Marta Sanz



El lector -el santo, el tenista o el ministro- no nace, se hace. Desconfío de las lecturas indocumentadas, pero también de esa lectura pedantesca que para denostar un libro utiliza chistes y para alabarlo vomita metáforas cosmogónicas, grandes palabras, eslóganes. No me refiero solo al crítico, sino al lector que merece ese nombre: al que, consciente de sus limitaciones, reflexiona sobre las causas de su insatisfacción o su placer; al que construye un juicio sobre el texto y, mientras lee -duda, se superpone a la frase, la tacha, bucea debajo de ella...-, construye otro juicio sobre sí mismo. Se hace una autocrítica como lector. Incluso como persona.

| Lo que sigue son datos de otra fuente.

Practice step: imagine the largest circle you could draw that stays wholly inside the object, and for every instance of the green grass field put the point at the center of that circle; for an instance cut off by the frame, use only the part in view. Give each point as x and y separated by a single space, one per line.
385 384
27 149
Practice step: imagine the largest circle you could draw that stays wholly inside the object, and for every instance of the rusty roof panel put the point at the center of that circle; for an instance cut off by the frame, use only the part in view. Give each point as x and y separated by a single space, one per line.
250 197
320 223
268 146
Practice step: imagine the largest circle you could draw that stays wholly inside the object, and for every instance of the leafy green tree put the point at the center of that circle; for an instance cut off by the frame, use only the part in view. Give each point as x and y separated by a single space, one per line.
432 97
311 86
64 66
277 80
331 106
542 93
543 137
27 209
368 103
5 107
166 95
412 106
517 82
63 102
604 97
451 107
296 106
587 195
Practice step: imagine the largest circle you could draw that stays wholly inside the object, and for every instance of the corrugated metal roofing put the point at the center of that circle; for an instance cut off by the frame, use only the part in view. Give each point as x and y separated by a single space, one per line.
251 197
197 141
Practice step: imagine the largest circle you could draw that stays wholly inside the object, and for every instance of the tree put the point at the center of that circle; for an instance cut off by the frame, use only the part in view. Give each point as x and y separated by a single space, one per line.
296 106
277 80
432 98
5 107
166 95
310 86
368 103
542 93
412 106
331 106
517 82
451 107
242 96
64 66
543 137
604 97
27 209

No sé dónde se encuentra el punto medio sobre el que bascula la virtud del juicio lector. Hay que equilibrar experiencia, ideología y conocimientos, y dejar que el texto hable: bajo la periferia connotativa, está el núcleo de lo que alguien quiso expresar con mayor o menor acierto. Sin embargo, me cuesta encontrar un espacio entre el impresionismo -la lectura de piel, el talante dictatorial de un niño que coloca la ficción del yo sobre cualquier cosa- y la afectación falsaria. Ensayo una fórmula: leo con frivolidad las películas de Lars von Trier y El hombre sin atributos, mientras me tomo en serio la cuestión erótica y de clase en la obra de Agatha Christie o abordo críticamente -ninguna voltereta debería permanecer impune- los giros de Bisbal y los programas rosa. El experimento está dando sus frutos.